First of all, developers should have a co-leading role in the early stages of project planning. Companies need to understand the core importance of a fast site and that it has an easy selling point: it pays off the extra budget, which is not much, the first time someone hires your client’s services because their site was better ranked due to performance. And this will happen: performant websites not only have better usability, they also rank higher on search engines.

Then, agencies should incorporate a performance culture in their design department. Designers should understand that including an interactive hero, a parallax effect and some animations might force the developer to rely on third-party software because the time doesn’t allow to write a custom made solution. A side-to-side communication in the first design stages might prevent a chain of decisions which might end with this kind of poor website experiences.

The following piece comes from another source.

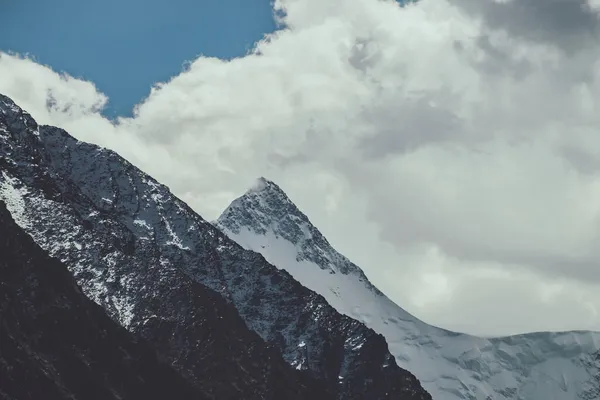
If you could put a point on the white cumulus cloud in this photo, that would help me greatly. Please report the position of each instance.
(448, 147)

And, finally, we, developers, should care enough about two things:

  • In the first place, the motto should be that motivated choices pay off on the long-term. For a project, I needed a complex form solution. There was a little payment involved, the submissions were connected to an email marketing tool and the form involved steps. I did an eight hour research during the weekend among the biggest players in the market. I installed each of them separately, tested their impact in loading speed, profiled its share of server usage, checked their dependencies and even analyzed the specificity of their CSS before making a choice. That choice has accompanied me for years and I haven’t regretted a single time the extra time I spent on the research.
  • Lastly, things should be looked at from afar. Do not choose a tool just because it’s easy and convenient for building websites fast. The speed should be on the front end and convenience on future maintenance.

Summing up

Take a look at this very website. I bet if I told you it was made with a static site generator you wouldn’t be surprised. Yet it’s not. It’s a fully featured WordPress installation without any caching plugin and hosted on a cheap shared server. I just put a little love on its build.

Fast WordPress sites can be made just by having performance in mind in every stage of the process: from the planning board to the handling of assets, from to the chosen technology stack to ongoing site care.

Once this culture is established within a team, it will come naturally to it and won’t imply much extra time per site. But client satisfaction will skyrocket and your reputation will go with it.